Rank preservation of Hankel matrix by adding constrained sample

We denote $$ P = \pmatrix{ x_1&x_2&x_3\\ x_2 & x_3 & x_4\\ x_3 & x_4 & x_5}, \quad a = \pmatrix{x_0\\x_1\\x_2}, \quad b = \pmatrix{x_4\\x_5\\y}. $$ In the case that $P$ is invertible, $H_1$ would have full rank for all $y$, so suppose that this is not the case. From the fact that $H_0 = [a \ \ P]$ has full rank, we see that $P$ must have rank $2$.

Write $b$ in the form $b(y) = b_0 + ye_3$, where $e_3 = (0,0,1)$. Our goal is to show that there exists a value of $y$ for which $[P\ \ b(y)]$ has rank greater than $P$, which is to say that the line parameterized by $b(y)$ does not intersect the plane spanned by the columns of $P$.

Suppose for contradiction that this is not the case. Then it must hold that the line $b(y)$ is parallel to to the plane spanned by the columns of $P$. That is, there exists a vector $v$ for which $Pv = e_3$. Let $w$ denote a non-zero solution to $Pw = 0$; one exists because $P$ is not invertible. Because $P$ is symmetric, $w$ must be orthogonal to $Pv$ for all $v$, which means that we must have $e_3^Tw = 0$. In other words, there is a non-zero vector $w = (w_1,w_2,0)$ for which $$ Pw = 0 \implies w_1 \pmatrix{x_1\\x_2\\x_3} = -w_2 \pmatrix{x_2\\x_3\\x_4}. $$ If neither column is zero, then let $\alpha = -w_1/w_2$. We have $$ P = x_1 \cdot \pmatrix{1 & \alpha & \alpha^2\\ \alpha & \alpha^2 & \alpha^3\\ \alpha^2 & \alpha^3 & \alpha^4} + \pmatrix{0&0&0\\0&0&0\\0&0&x_5-x_1\alpha^4}. $$ Because $P$ has rank $2$, the second matrix in this sum can't be zero. So, $x_5 \neq \alpha x_4$, since $\alpha x_4 = x_1 \alpha^3$. This means that $(x_4,x_5)$ is not a multiple of $(1,\alpha)$, which means that $Pv = b_0$ has no solution. This means that taking $y = 0$ gives us the desired outcome. (In fact, because the line is parallel to the column space, taking any $y$ yields the desired outcome).

If the first column is zero, then we have $x_1 = x_2 = x_3 = 0$, but we must have $x_4 \neq 0$ since the rank of $P$ is greater than $1$. However, this means that reversing the columns of $H_1$ gives us a triangular matrix, which means that $H_1$ is invertible for all $y$.

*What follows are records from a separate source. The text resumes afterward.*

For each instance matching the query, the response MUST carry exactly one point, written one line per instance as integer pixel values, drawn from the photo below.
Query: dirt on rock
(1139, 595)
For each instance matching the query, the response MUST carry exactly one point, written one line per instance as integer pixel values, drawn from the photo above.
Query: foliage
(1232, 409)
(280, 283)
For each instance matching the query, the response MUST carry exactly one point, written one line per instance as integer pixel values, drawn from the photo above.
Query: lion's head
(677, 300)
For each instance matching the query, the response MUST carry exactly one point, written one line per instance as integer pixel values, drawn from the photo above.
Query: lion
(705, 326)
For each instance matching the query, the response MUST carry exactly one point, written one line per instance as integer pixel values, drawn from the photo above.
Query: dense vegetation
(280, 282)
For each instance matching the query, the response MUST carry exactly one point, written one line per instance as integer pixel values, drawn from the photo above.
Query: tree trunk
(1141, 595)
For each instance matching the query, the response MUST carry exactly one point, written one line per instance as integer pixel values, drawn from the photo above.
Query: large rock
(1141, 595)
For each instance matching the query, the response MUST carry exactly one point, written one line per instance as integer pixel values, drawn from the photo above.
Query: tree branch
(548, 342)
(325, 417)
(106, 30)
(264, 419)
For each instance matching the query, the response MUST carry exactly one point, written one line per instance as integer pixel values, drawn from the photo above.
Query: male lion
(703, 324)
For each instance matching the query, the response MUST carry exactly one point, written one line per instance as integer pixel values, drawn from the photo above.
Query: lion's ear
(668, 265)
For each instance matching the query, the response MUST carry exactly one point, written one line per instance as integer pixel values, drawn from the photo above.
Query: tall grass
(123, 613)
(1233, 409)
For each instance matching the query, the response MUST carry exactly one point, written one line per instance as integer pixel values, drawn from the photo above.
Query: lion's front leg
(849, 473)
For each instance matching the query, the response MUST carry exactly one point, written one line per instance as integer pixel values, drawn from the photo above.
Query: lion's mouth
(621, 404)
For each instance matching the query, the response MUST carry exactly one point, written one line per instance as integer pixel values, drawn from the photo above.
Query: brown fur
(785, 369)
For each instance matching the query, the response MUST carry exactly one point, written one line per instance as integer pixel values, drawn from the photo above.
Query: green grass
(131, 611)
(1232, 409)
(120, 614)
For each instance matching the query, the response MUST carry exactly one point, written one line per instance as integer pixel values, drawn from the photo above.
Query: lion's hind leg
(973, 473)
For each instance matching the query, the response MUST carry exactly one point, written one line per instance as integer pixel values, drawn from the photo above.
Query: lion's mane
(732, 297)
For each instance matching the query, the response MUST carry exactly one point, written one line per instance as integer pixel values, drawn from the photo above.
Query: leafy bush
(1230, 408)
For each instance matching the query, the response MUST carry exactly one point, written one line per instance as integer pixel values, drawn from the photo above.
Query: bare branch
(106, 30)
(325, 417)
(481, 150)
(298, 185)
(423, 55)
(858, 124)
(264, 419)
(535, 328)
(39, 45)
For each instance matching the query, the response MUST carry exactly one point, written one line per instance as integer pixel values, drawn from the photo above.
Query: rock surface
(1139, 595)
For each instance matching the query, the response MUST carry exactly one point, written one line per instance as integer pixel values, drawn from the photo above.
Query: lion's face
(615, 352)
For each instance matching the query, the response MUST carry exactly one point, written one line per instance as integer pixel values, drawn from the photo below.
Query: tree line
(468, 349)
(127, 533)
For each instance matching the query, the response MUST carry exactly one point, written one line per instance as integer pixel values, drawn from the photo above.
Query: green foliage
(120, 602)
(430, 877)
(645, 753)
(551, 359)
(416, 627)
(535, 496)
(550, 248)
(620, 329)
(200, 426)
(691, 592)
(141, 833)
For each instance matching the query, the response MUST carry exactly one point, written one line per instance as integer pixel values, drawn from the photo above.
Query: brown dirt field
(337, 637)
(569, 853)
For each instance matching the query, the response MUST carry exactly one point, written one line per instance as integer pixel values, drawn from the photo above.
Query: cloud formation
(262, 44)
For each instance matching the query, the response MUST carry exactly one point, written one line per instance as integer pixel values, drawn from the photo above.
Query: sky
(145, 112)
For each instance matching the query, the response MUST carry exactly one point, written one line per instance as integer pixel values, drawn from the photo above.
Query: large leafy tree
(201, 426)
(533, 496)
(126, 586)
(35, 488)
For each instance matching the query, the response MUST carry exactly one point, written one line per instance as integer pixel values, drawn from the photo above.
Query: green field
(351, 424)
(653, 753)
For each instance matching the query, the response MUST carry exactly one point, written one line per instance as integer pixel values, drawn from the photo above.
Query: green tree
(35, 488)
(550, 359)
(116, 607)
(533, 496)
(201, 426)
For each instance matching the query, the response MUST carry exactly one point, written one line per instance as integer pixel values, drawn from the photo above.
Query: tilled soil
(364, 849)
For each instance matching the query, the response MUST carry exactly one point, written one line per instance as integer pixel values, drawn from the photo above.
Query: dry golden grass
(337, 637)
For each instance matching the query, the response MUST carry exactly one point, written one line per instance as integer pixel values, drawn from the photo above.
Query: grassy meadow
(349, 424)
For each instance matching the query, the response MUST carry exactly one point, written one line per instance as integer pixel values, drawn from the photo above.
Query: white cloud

If the second column is zero, something similar happens (where we note that this time, we must have $x_1 = 0$). Again, $H_1$ has full rank for all $y$.


Suppose the contrary that $\operatorname{rank}(H_1)\le2$ for all $y\in[-1,1]$. Let $S$ be the square submatrix consisting of the first three columns of $H_1$. Then $S$ must be singular. Since it is also comprised of the last three columns of $H_0$, we have $3=\operatorname{rank}(H_0)\le\operatorname{rank}(S)+1\le\operatorname{rank}(H_1)+1\le3$. Therefore $\operatorname{rank}(S)=\operatorname{rank}(H_1)=2$.

It follows that $\operatorname{span}\{(x_4,x_5,y)^T: y\in[-1,1]\}$ must lie inside the column space of $S$. In particular, both $(x_4,x_5,0)^T$ and $(0,0,1)^T$ lie inside the column space of $S$. Therefore the augmented matrix $$ A=\begin{bmatrix} x_1 & x_2 & x_3 & x_4 & 0\\ x_2 & x_3 & x_4 & x_5 & 0\\ x_3 & x_4 & x_5 & 0 & 1 \end{bmatrix} $$ has rank $2$. By elementary column operations, we can reduce $A$ to $$ B=\begin{bmatrix} x_1 & x_2 & x_3 & x_4 & 0\\ x_2 & x_3 & x_4 & x_5 & 0\\ 0 & 0 & 0 & 0 & 1 \end{bmatrix}. $$ Hence $\operatorname{rank}(B)=2$ too and the first two rows of $B$ must be linearly dependent. It follows that the last two rows of $H_0$ are also linearly dependent. Now we arrive at a contradiction because $H_0$ has full row rank. Thus we conclude that $H_1$ must have full row rank for some $y\in[-1,1]$.